= Michael Barnes (arts administrator) =

Director of the Belfast Festival at Queens and the Grand Opera House, Belfast

Michael Barnes (31 October 1932 – 14 May 2008) was an arts administrator and promoter, primarily in Northern Ireland, where he was director of the Belfast Festival at Queen's (originally the Queen's University Festival) and the Grand Opera House, Belfast.

Born in Peckham, South London, he became interested in theatre while attending Alleyn's School on a scholarship. Having also received a scholarship to Wadham College, Oxford, he took a first in history and, after graduating, became a lecturer in modern history at the University of Edinburgh. Whilst in Edinburgh, he took part in shows during the Edinburgh Festival Fringe, but found that "learning huge dollops of script wasn’t all that appealing".

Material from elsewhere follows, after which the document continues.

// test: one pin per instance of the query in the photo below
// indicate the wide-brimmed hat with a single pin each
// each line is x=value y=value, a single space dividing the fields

In 1961, he became a lecturer in history at Queen's University Belfast, but continued to have an interest in the arts. The arts festival which would later become the Queen's University Festival was founded by a student, Michael Emmerson, in 1962, and Barnes quickly became involved. When Emmerson started a Belfast branch of the National Film Theatre as the Queen's Film Theatre in 1968, Barnes was the chairman of the film sub-committee.

== Belfast Festival ==

In 1973, Barnes was a senior lecturer in modern history at Queen's, when the role of Director of the Queen's University Festival became vacant. The Festival was in financial and creative difficulties and its future was uncertain. Queen's agreed to allow him to work on the Festival while remaining in his academic post, and Barnes became the Director, a post he would hold until 1994. Under Barnes' leadership, the Festival became the second largest in the British Isles after the Edinburgh Festival, and was able to attract internationally known performers, even during The Troubles, when many artists and audiences were reluctant to visit Northern Ireland. Performers included the Royal Shakespeare Company, the Moscow State Ballet, Yehudi Menuhin and local talents like Seamus Heaney and James Galway. Barnes also promoted newer artists like Nikolai Demidenko, Trestle Theatre, Philip Hammond, Rowan Atkinson and Billy Connolly.

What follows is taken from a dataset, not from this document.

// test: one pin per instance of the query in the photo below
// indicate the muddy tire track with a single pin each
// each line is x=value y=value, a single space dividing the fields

In the 1970s, Belfast's Grand Opera House was going to be sold and demolished. It was instead purchased by the Arts Council of Northern Ireland, who successfully applied to make it the first listed building in Northern Ireland. Barnes supervised an extensive renovation, and when the Opera House re-opened in 1980, he was the artistic director. He left his academic post in 1976, to concentrate full-time on his roles in the arts; his dual role helped the Opera House become a significant venue for the Festival. He continued in this position until 1994, and undertook two further refurbishments in 1991 and 1993, when the building, which was situated adjacent to the Europa Hotel - the "most bombed hotel in Europe" - was damaged by explosions.

After his retirement in 1994, his health began to suffer, and he lived in a nursing home in Belfast until his death in 2008.

In 1981, Barnes had convinced Michael Palin to perform his first solo show at the Belfast Festival; he returned every other year after. Belfast was the only place where Palin performed his one-man shows, saying that nowhere could be "better than the Belfast Festival". The two men became friends, and after Barnes' death, Palin set up a drama scholarship programme at Queen's University in his memory.